Release Date: January 13th
Launch Price: $14.99 ($11.99 for first week on Steam)
Nidhogg is when fencing meets FGC-esque competitiveness, meets electronic music, meets pixelated art style. And boy, is it ever fun (when it works).
There’s not many details required to explain when it comes to the story. In single player, your goal is to kill a long line of brightly-colored opponents using your swordsmanship as a fencer. A high, mid and low jab are you main attacks with a sword, while punches and divekicks are your last resort without one. Throwing a sword can also be a huge risk/reward scenario, as it allows you to hit a fleeing opponent (or lose it to a parry). You can also trip an opponent to the ground and rip out their heart, which is terrifying even for a pixelated sprite.
There are four maps; Castle, Wilds, Mines, and Clouds. Each has a different layout, background, length and music. They all, however, start in a neutral center. As you defeat an opponent, your goal is to advance throughout the stage in your intended direction.

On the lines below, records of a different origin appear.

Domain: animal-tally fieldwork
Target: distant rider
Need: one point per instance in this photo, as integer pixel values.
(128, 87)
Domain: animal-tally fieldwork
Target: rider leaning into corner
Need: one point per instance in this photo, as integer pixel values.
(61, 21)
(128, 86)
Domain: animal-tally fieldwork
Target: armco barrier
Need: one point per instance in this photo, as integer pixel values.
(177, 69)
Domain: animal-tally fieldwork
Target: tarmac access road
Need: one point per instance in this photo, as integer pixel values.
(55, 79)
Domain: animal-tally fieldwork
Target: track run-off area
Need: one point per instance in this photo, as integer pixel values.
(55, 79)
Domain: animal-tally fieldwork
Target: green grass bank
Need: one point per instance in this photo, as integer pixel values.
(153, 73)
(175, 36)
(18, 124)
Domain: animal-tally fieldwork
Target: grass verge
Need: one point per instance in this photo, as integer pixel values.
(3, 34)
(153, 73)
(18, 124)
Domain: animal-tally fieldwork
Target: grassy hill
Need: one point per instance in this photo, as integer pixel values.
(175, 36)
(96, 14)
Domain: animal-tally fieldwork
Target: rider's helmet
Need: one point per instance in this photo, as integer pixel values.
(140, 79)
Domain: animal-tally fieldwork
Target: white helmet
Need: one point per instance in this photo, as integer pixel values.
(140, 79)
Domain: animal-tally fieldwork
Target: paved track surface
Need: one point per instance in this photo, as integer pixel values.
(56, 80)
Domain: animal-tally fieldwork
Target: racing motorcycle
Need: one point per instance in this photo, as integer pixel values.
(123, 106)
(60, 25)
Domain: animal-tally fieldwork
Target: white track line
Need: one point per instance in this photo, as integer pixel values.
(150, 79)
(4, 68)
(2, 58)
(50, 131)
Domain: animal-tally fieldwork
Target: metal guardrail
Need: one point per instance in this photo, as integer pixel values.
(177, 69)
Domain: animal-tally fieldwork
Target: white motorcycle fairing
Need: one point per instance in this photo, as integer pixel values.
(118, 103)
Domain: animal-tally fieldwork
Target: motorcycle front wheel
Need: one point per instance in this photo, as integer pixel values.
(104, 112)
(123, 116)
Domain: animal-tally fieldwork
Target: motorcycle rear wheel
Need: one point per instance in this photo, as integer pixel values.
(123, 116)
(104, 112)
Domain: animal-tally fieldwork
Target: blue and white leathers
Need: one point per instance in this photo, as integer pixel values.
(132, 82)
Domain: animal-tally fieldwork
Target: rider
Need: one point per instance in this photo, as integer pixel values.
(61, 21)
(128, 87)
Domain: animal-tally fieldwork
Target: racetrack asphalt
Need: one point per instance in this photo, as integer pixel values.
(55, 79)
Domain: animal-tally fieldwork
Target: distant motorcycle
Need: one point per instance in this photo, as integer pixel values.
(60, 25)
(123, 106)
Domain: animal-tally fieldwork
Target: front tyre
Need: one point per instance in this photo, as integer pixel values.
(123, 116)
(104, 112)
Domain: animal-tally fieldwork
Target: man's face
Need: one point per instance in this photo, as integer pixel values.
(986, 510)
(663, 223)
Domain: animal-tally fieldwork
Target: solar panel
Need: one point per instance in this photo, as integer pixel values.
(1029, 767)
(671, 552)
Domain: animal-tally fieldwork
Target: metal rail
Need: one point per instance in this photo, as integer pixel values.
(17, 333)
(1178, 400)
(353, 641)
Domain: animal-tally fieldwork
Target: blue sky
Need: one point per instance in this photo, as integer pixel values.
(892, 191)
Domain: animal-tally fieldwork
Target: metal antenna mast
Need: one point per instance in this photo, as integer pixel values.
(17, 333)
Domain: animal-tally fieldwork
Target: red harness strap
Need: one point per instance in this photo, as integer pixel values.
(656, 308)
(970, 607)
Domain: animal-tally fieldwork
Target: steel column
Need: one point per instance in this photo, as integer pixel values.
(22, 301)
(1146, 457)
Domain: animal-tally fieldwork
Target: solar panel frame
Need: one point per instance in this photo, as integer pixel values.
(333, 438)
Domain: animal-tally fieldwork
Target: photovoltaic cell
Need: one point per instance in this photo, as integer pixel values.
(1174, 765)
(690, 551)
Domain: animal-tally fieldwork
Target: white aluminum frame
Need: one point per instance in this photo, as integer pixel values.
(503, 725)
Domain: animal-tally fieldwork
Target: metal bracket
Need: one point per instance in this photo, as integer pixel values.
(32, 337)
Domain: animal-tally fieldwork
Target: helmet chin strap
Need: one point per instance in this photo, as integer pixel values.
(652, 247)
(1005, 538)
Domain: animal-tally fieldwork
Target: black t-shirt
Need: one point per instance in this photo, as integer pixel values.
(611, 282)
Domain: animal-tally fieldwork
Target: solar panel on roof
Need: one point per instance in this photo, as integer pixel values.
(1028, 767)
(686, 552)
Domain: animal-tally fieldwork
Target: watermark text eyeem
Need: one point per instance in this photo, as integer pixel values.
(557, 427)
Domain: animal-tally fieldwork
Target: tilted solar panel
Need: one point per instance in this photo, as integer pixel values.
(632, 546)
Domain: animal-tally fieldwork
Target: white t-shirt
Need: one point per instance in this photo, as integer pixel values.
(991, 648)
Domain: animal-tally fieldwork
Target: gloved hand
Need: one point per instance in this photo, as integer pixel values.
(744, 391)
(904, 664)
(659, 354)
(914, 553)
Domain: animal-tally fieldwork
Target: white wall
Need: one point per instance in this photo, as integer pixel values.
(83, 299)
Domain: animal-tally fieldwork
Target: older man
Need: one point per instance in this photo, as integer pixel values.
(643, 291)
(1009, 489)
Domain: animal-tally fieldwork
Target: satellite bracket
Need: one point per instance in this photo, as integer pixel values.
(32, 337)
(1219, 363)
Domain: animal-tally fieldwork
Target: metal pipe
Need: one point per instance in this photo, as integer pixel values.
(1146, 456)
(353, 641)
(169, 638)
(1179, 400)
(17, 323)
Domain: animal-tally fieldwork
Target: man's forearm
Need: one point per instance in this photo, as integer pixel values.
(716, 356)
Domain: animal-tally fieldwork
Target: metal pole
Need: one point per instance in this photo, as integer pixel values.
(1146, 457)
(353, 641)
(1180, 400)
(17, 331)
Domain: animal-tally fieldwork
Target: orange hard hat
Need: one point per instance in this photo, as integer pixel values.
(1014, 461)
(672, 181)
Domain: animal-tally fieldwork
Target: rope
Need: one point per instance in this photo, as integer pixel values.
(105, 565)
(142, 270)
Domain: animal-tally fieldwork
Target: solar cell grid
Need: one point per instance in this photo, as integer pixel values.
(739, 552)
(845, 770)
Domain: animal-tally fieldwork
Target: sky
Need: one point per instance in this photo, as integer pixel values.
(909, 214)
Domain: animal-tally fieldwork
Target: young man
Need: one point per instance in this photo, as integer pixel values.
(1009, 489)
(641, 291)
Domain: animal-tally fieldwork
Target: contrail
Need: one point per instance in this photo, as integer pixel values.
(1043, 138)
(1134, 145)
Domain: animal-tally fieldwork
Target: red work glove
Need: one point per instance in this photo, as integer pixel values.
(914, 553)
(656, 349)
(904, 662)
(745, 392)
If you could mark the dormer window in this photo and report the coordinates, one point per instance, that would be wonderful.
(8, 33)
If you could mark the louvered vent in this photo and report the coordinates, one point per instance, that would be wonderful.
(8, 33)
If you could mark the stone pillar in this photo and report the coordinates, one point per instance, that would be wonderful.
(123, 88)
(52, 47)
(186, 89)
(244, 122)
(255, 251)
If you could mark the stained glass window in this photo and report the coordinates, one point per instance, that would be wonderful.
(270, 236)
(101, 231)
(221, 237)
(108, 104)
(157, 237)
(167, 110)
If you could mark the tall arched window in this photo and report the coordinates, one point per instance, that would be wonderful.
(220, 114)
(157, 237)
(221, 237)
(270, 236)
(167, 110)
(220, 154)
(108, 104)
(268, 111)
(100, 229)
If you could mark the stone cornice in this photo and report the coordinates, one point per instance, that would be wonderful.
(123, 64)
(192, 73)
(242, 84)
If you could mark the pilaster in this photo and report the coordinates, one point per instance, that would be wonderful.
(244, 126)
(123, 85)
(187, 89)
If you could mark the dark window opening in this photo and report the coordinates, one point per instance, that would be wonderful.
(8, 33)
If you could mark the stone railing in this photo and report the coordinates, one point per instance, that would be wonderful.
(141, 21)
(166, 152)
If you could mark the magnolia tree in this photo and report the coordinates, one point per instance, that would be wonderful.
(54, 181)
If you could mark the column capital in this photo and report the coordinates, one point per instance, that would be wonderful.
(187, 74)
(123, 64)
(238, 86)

Your opponent will respawn ahead of you to try to stop you, as when you are killed they will be trying to reach their end of the stage in the opposite direction. It is all about screen advantage; avoiding combat could be beneficial if it gets you to the end.
Finally, there is the Norse dragon Nidhogg itself. Not much is known the extent of what it can do within the game, other than eating the winner in their victory screen. All we know is that even in victory, there will always be someone above you to put you in your place. With only two buttons (jump, attack) and directional movement, it couldn’t be more simple to pick up and play.
Nidhogg is strictly gameplay-driven, something that is surprisingly a breath of fresh air when it comes to ultra-popular indie games these days. If that doesn’t work for you, the game falls apart. The three-pronged attack approach gives the fighting in this action game the feel of an advanced rock-paper-scissors match. Much like with traditional fighters, you’ll be kicking yourself when you make a dumb move that gets you killed, including an ill-timed jab or accidental sword throw.
What really brings the excitement to this title is the multitude of 2-player options. When you’re playing against your friends on the couch (Nidhogg is Big Picture supported), that’s when the real fun begins. Expletives will be flown about, blood will be pumping and the competitive drive kicks in. No longer are you gaming the AI, but learning the move tendencies of a real human. Success in Nidhogg is well earned and greatly satisfying.
Not only can you play in up to 8-player tournaments locally, but you can also go online to play against real competition at any time. Therein lies one of the early downfalls of Nidhogg; the netcode is pretty dreadful. The latency has to be really low due to player speed and precision, yet more than half the online matches at launch result in sporadic juts in movement. Online invites to local friends seems to be the best bet, although such a requirement isn’t ideal.
It is amazing just how well designed Nidhogg is, from top to bottom.
The art design is vibrant, down to its pores. I am reminded greatly of the action-adventure platformer, ‘Another World,’ due to its almost grand nature within a 2D world. Enigmatic backgrounds complement the exuberance of the characters, with blood spilling on the ground in the color of their sprite makeup. Small details, like small squirrels foraging for food or birds taking off in flight receive the same devotion as the billowing smoke of a coal mine or the crashing of waves at the bottom of a waterfall. Each of the four stages are unique to each other. Fighting in the billowing tall grass is a treat.
Daedelus matched the same enthusiasm when it came to creating the game’s music. Each electronic track written for Nidhogg masterfully blended with the stages, amping up the sense of urgency and excitement of combat. The sound design overall is quite remarkable, overall. It had a very Kung-Fu movie vibe, overemphasizing death throes, sword-clanging, heart-ripping and swishing of missed attacks.
Nidhogg is meant to be played against other real players. Even though there is a single player mode in which you race to beat the game and top the leaderboards, it is bare bones enough that you should see it more as a tutorial mode. At a $15 price tag, just how much you can get out of the mutliplayer experience is the concern. With the online stability being terrible out the gate, it can’t be relied on 100%. Teenagers will find it much easier to play with friends offline than adults with jobs and responsibilities could. If you don’t want to play the game with others, you might not want to pick up this game at all.
With that in mind, Nidhogg is a deeply enjoyable affair that combines the eclectic energies of 1980’s-era video gaming artistry with the fervor of a 2000’s-era fighting game. Its minimalism is enhanced only by its simplicity. Meant to be enjoyed with others, even if it can be bothersome with internet latency in online play. Nidhogg is what more indie games should try to be; pure fun.
+ Insanely fun and replayable combat style
+ Excellent art and sound design
+ Tournament and local multiplayer are MVP features
– Online netcode is iffy, at best
– Not worth it if you only want to play single player
(A Steam code was provided to GameSided for the purpose of this review.)